The International Civil Aviation Organization has announced stricter requirements for real-time aircraft tracking, as the world marks two years since the disappearance of Malaysia Airlines Flight MH370.
The new rules will require airliners to transmit their position every minute in case of distress and require changes to flight data recorders to ensure they are recoverable. The duration of cockpit voice recordings will be extended from two to 25 hours. Operators will have to comply with the new rules by 2021.
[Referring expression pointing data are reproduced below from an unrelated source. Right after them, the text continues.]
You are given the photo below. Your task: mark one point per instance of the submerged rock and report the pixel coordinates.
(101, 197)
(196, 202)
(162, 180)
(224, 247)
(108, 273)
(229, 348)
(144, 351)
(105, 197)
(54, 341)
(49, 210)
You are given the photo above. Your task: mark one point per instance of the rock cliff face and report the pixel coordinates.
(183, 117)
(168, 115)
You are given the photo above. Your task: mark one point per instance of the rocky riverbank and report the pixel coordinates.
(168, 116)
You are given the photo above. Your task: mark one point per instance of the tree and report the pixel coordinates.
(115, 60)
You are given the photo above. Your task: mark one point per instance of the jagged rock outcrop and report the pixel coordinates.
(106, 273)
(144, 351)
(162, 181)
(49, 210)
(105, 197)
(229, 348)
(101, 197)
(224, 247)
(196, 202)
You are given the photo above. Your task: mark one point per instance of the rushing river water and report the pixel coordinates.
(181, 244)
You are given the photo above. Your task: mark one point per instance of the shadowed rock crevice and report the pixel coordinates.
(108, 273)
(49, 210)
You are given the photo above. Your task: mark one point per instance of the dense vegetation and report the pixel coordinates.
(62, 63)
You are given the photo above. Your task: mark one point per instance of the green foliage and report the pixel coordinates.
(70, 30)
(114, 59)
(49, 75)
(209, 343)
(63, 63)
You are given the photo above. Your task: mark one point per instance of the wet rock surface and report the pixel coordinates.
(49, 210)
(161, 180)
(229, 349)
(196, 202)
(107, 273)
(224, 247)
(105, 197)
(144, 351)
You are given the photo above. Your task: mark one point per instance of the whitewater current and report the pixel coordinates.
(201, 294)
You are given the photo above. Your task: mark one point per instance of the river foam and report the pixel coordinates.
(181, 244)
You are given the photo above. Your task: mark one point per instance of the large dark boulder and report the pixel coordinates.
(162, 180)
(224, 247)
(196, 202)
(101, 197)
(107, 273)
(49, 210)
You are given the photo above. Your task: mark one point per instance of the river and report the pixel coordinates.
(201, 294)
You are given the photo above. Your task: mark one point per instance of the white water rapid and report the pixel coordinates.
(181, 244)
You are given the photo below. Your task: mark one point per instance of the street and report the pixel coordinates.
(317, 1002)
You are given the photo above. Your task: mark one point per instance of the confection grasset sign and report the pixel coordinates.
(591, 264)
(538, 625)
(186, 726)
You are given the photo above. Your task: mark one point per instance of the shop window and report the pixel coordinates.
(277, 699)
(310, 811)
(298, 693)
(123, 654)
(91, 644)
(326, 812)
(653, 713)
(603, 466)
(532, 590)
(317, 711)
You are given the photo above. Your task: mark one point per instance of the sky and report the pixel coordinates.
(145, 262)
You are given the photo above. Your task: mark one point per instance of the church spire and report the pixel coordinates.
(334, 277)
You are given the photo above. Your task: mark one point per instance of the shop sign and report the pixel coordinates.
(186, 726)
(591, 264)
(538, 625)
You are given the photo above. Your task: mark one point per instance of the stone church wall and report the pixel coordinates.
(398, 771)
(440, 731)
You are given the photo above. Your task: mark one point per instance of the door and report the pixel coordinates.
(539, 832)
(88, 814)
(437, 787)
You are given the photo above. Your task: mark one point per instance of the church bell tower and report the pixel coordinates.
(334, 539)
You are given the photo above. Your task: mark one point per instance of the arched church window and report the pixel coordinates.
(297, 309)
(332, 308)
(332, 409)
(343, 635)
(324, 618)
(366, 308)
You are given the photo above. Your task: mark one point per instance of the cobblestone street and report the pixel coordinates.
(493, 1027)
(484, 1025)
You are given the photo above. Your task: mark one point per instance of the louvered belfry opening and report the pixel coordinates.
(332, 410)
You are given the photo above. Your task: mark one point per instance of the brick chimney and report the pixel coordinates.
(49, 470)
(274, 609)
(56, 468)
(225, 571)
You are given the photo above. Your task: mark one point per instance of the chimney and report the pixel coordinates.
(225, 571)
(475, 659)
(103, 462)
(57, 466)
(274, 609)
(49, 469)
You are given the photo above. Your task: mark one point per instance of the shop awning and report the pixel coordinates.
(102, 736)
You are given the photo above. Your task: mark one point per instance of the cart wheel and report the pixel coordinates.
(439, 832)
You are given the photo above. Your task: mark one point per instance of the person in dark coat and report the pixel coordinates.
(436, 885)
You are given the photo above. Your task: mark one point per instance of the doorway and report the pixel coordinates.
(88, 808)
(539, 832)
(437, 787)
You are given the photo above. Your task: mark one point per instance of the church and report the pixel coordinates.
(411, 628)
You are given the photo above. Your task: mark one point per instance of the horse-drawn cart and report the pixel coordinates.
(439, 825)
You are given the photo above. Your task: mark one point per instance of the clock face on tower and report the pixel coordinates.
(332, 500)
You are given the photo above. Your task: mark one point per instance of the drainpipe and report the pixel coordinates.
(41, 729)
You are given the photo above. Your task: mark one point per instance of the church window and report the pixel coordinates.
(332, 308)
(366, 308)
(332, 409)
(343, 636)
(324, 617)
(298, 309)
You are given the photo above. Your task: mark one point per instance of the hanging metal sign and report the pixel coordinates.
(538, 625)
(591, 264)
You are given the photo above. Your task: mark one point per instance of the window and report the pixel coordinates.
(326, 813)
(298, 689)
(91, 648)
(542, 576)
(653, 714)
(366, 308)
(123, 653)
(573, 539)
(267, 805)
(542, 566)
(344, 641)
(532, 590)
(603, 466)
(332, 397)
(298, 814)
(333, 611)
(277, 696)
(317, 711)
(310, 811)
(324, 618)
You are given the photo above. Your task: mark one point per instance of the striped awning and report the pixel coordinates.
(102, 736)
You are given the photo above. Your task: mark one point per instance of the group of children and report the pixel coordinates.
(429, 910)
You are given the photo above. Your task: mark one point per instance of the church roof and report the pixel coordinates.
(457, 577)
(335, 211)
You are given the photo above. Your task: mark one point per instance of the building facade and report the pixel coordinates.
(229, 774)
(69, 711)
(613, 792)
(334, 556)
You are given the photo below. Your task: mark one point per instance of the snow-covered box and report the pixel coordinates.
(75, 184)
"Taken together, these new provisions will ensure that in the case of an accident the location of the site will be known immediately to within six nautical miles and that investigators will be able to access the aircraft's flight recorder data promptly and reliably," said ICAO Council President Olumuyiwa Benard Aliu in the statement.
"They will also contribute to greatly improved and more cost-effective search and rescue operations."
The changes were prompted by the still unexplained disappearance of Malaysia Airlines Flight 370 (MH370) on 8 March 2014. The Beijing-bound Boeing 777 was lost from air-traffic control radars shortly after take-off from Kuala Lumpur. In the two years of subsequent search operations, only one wing-part - the so-called flaperon - has definitively been recovered. The absence of the plane’s flight data recorders, or black boxes, makes it impossible for the investigators to determine the cause of the disaster.
Some 120,000 square km of the sea floor is being scoured at a cost of around $124.17m. Last week, a second piece of debris that could be from the plane was found off the coast of Mozambique, in a similar location to where the flaperon debris was discovered last summer.
The requirements for the one-minute tracking and flight recorder data are performance-based, meaning individual airlines and plane-makers can choose the best option for them, from among existing and emerging technologies, ICAO said.
On the anniversary of the MH370 tragedy, which has since become one of the greatest mysteries as well as the costliest search operation in the history of aviation, authorities maintain that they remain optimistic about the chances of finding the aircraft.
"At this time, the team is continuing to work towards finalising its analysis, findings, conclusions and safety recommendations on eight relevant areas associated with the disappearance of flight MH370 based on relevant information," the team said in a statement, read out on state television by lead investigator Kok Soo Choon.
The eight areas currently under investigation include the plane’s diversion from its flight plan, crew profiles, airworthiness and maintenance of the aircraft as well as the aircraft cargo consignment.
Satellite data indicated the plane likely crashed off the western coast of Australia, which suggests it must have diverted from its planned course and flown for thousands of miles over the Indian Ocean before running out of fuel.
The international team of investigators, including experts from Australia, Malaysia, the USA, the UK, France and China, said a full report of its work would only be released in the event that wreckage of the aircraft is found or the search ended, whichever comes first.
Prime Minister Najib Razak said in a statement the search was expected to be completed later this year, and he remained hopeful the aircraft would be found.
"If it is not, then Malaysia, Australia and China will hold a tripartite meeting to determine the way forward," he said.Investigators said in a report released a year ago there was nothing suspicious in the financial, medical or personal histories of pilots or crew.